Re: Horizontal scalability/sharding

From: Robert Haas <robertmhaas(at)gmail(dot)com>
To: Mason S <masonlists(at)gmail(dot)com>
Cc: Bruce Momjian <bruce(at)momjian(dot)us>, Alvaro Herrera <alvherre(at)2ndquadrant(dot)com>, Josh Berkus <josh(at)agliodbs(dot)com>, Oleg Bartunov <obartunov(at)gmail(dot)com>, Simon Riggs <simon(at)2ndquadrant(dot)com>, PostgreSQL-development <pgsql-hackers(at)postgresql(dot)org>
Subject: Re: Horizontal scalability/sharding
Date: 2015-09-01 17:00:06
Message-ID: CA+TgmoZ+HDbrUOWQRcH-jog2QXGqoJ=kmo263Ga3nWJGMZ9gEg@mail.gmail.com
Views: Raw Message | Whole Thread | Download mbox | Resend email
Thread:
Lists: pgsql-hackers

On Tue, Sep 1, 2015 at 7:01 AM, Mason S <masonlists(at)gmail(dot)com> wrote:
> For efficient internodes joins with row shipping, FDWs may also not be easy
> to do. Maybe it is possible if we optionally pass in lists of other nodes
> and information about how they are partitioned so data knows where to get
> shipped.
>
> A challenge for planning with arbitrary copies of different shards is that
> sometimes you may be able to push down joins, sometimes not. Planning and
> execution get ugly. Maybe this can be simplified by parent-child tables
> following the same partitioning scheme.

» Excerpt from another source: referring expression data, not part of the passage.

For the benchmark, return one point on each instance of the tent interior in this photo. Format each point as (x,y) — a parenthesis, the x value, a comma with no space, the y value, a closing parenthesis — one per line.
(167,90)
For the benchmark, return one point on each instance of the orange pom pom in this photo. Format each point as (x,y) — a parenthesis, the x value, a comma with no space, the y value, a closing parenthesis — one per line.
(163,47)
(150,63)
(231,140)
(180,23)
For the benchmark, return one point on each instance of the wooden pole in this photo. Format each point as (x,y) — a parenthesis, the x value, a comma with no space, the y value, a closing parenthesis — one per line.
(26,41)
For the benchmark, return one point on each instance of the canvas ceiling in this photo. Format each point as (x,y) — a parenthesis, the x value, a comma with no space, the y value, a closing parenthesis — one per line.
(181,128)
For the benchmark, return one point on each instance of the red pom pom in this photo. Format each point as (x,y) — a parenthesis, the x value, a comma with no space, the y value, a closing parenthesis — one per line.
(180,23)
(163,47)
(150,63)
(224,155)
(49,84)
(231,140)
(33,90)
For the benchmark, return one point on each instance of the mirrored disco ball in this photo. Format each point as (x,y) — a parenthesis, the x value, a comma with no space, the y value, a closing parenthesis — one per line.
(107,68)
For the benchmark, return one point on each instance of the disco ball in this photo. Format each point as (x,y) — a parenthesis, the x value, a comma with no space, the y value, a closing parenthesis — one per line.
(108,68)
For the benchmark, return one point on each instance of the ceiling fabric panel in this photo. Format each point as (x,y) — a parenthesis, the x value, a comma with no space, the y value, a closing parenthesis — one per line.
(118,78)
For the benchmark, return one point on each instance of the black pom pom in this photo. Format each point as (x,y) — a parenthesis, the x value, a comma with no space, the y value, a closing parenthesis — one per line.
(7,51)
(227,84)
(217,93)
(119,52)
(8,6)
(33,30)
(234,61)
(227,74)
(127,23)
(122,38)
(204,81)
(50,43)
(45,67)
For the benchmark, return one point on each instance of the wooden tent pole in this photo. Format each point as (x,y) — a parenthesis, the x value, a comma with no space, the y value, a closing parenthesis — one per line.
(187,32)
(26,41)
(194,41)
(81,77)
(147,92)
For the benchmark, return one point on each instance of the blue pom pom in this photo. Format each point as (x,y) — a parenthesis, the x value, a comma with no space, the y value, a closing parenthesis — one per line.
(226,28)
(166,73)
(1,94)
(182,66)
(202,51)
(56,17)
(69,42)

This gets at a problem which Ozgun also mentioned in his Google
document, and which I also discussed with Etsuro Fujita at PGCon: good
query planning requires good metadata, and we don't really have that
today.

I think that a big part of the goal of the declarative partitioning
work that Amit Langote has recently been undertaking is to provide a
catalog representation of the partitioning structure that is easy to
work with, as opposed to just having a bunch of CHECK constraints that
you have to try to reason about. That's one part of the solution.

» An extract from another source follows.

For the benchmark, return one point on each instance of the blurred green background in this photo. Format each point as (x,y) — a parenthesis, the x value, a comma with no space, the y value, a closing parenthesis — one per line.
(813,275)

You also might need to know more about the remote table than is
captured by the column and data type list. Most particularly, you
might want to know what indexes exist on the remote side, but
currently, to figure out that out, you'd need to send queries to
retrieve that information to the remote side every time you do
planning, or maybe you could contrive a session-lifespan cache.
That's pretty annoying.

One idea for solving this problem is to allow CREATE INDEX on foreign
tables, but I don't like that much. There's no guarantee that the
remote side is a PostgreSQL instance, and if it isn't, the relevant
details about the indexes that exist may not be convenient to
represent in our catalogs. Heck, that can be true even if it is a
PostgreSQL instance, if the remote side relies on an AM or a function
that doesn't exist locally. But even if both sides are PostgreSQL
instances using only btree indexes on raw columns, now you've put the
burden on the DBA to make sure that the index definitions on the local
and remote sides match, and that's a pain in the neck.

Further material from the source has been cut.